Firefighters and auxiliary members were preparing for the 20th annual chicken barbecue at this time 30 years ago. The event is a major fund raiser for the department each year and 3,000 people were expected to be on hand for that 1983 event.
POSTSCRIPT: This year marks the 50th anniversary of the Shelter Island Fire Department’s chicken barbecue set for Saturday between 4 and 8 p.m. at St. Gabriel’s Field. Tickets are available at Shelter Island Hardware, Schmidt’s Market, Piccozzi’s Gas Station, Cicero’s Barber Shop, Hubbard’s Repair Shop and Shelter Island Pharmacy at a cost of $25 for adults and $15 for children. Tickets may also be purchased online at brownpapertickets.com.

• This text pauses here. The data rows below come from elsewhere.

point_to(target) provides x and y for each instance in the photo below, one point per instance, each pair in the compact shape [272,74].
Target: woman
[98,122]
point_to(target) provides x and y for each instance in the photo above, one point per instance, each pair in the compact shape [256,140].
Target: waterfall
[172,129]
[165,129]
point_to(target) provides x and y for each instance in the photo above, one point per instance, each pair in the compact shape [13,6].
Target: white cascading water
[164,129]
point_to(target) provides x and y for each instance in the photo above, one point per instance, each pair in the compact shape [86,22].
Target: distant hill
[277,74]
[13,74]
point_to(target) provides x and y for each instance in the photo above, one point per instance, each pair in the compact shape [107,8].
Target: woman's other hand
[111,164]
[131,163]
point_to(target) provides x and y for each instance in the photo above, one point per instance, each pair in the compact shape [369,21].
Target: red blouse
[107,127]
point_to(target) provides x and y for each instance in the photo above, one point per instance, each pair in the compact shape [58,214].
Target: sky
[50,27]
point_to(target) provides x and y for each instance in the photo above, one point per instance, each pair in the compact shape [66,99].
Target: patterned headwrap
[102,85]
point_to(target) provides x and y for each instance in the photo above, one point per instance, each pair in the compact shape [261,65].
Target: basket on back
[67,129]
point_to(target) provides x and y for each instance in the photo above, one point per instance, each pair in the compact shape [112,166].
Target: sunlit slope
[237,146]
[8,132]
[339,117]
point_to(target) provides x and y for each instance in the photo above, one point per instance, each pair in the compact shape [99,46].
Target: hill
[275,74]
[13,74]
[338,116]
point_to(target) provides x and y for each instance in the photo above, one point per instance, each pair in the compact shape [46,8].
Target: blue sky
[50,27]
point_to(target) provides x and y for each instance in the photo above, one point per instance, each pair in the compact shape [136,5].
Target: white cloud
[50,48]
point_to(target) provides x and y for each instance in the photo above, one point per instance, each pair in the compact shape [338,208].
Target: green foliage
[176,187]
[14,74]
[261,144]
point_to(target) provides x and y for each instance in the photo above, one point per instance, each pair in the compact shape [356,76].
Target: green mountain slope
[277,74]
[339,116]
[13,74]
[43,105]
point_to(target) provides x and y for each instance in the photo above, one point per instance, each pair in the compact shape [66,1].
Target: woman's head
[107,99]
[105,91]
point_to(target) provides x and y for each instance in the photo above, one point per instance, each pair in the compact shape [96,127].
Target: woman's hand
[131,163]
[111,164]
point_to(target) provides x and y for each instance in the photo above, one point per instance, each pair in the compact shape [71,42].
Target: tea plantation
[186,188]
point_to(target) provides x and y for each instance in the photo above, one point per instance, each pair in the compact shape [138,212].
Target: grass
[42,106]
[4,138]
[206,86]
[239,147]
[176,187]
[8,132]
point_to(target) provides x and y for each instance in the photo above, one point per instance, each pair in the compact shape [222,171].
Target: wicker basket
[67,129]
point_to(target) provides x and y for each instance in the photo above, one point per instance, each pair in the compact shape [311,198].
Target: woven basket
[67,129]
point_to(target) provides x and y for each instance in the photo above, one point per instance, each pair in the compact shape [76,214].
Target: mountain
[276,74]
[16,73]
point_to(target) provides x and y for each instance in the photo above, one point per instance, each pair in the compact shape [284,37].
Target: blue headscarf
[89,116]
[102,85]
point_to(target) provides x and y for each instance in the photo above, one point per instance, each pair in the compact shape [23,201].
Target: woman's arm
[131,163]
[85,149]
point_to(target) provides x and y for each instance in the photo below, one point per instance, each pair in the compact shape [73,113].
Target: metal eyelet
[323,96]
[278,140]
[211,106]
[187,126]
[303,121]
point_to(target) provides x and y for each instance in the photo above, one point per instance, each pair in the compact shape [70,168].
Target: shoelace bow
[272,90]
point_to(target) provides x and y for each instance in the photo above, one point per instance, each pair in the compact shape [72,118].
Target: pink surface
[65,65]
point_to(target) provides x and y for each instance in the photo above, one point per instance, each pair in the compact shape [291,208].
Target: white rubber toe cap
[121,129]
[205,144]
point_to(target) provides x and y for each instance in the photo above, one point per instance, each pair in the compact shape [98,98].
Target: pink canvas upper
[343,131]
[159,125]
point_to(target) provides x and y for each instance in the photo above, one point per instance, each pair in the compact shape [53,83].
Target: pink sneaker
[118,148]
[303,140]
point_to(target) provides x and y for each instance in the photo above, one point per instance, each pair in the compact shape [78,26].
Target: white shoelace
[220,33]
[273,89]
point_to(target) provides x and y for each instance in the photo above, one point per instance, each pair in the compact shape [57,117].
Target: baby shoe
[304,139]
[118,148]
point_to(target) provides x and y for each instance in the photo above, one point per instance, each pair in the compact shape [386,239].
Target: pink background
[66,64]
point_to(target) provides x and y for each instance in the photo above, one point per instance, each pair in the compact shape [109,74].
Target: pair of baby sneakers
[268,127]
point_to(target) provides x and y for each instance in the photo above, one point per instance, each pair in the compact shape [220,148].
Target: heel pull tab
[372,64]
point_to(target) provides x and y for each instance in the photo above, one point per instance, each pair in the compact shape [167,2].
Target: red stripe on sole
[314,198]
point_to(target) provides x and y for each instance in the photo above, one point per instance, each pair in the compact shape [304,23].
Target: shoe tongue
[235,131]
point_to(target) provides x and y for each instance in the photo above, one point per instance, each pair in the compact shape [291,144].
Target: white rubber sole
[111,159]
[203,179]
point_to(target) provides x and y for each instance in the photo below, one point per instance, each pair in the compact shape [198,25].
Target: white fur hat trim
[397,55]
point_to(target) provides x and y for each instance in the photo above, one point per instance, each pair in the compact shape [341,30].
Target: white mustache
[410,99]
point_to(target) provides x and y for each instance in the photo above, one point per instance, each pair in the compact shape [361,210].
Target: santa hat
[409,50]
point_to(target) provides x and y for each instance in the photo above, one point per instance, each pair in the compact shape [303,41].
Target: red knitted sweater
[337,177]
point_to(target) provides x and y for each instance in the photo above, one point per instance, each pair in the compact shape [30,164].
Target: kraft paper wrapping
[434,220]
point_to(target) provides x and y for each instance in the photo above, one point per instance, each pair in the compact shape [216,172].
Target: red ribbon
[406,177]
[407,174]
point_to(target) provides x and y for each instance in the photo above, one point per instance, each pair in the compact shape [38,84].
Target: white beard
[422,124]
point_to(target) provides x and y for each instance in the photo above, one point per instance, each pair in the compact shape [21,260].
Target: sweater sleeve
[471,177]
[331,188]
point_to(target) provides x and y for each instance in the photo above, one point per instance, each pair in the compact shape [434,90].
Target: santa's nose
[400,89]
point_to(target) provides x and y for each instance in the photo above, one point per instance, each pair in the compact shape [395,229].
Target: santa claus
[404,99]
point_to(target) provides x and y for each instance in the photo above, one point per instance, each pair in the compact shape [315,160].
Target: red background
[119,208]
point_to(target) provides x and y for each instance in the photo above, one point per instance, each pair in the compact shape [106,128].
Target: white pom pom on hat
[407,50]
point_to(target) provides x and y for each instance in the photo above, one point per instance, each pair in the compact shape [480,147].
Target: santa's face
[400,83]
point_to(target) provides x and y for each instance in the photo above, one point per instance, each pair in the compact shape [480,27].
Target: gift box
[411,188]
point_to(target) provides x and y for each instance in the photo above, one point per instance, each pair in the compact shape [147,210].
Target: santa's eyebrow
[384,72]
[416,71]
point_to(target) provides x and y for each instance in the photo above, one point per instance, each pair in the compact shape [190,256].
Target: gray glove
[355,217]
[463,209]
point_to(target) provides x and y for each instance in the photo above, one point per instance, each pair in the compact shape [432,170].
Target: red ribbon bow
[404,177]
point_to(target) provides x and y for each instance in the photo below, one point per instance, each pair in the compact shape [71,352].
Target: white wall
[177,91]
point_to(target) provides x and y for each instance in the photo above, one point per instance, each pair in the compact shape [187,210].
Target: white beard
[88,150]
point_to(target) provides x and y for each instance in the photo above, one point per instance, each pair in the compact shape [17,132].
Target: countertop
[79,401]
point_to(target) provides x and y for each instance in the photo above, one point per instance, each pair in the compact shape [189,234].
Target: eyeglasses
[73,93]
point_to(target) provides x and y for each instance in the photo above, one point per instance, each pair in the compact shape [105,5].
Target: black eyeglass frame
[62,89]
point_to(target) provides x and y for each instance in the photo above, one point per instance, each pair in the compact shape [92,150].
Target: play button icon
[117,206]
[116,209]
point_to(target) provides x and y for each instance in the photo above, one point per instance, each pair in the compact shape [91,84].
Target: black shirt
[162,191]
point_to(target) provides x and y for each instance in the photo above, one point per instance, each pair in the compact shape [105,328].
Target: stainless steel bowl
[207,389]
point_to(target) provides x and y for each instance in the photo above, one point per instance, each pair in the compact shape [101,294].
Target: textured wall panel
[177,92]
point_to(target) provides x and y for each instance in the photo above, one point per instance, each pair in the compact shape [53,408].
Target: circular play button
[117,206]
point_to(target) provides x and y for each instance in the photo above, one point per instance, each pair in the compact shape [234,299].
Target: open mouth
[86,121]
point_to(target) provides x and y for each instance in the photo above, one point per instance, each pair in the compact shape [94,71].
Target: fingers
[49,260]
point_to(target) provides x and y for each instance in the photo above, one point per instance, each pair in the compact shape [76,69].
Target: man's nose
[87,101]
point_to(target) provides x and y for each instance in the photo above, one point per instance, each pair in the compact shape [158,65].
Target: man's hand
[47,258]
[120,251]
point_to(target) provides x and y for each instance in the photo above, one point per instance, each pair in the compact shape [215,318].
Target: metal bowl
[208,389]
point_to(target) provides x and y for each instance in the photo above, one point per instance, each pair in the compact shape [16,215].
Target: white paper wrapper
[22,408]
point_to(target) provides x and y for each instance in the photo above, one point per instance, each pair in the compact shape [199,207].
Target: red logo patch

Planning Board seeks public participation

It was considered an unprecedented move 50 years ago when Planning Board chairman Dr. Alan Dowling asked Island residents to attend a special meeting to offer their opinions on how they would like to see the town look at that time and in the future. The meeting was to take place just a couple of weeks later, but no record of what might have been said at that session appears in any of several issues of the Reporter printed in weeks after the meeting.
POSTSCRIPT: Many of today’s Islanders lament some of the developments that have occurred through the years. While they still believe the area is unprecedented for its beauty, they continue to complain about over-development in some areas. Most recently heard was a long-time Islander complaining that handshake agreements of yesteryear have given way to legal contracts of today.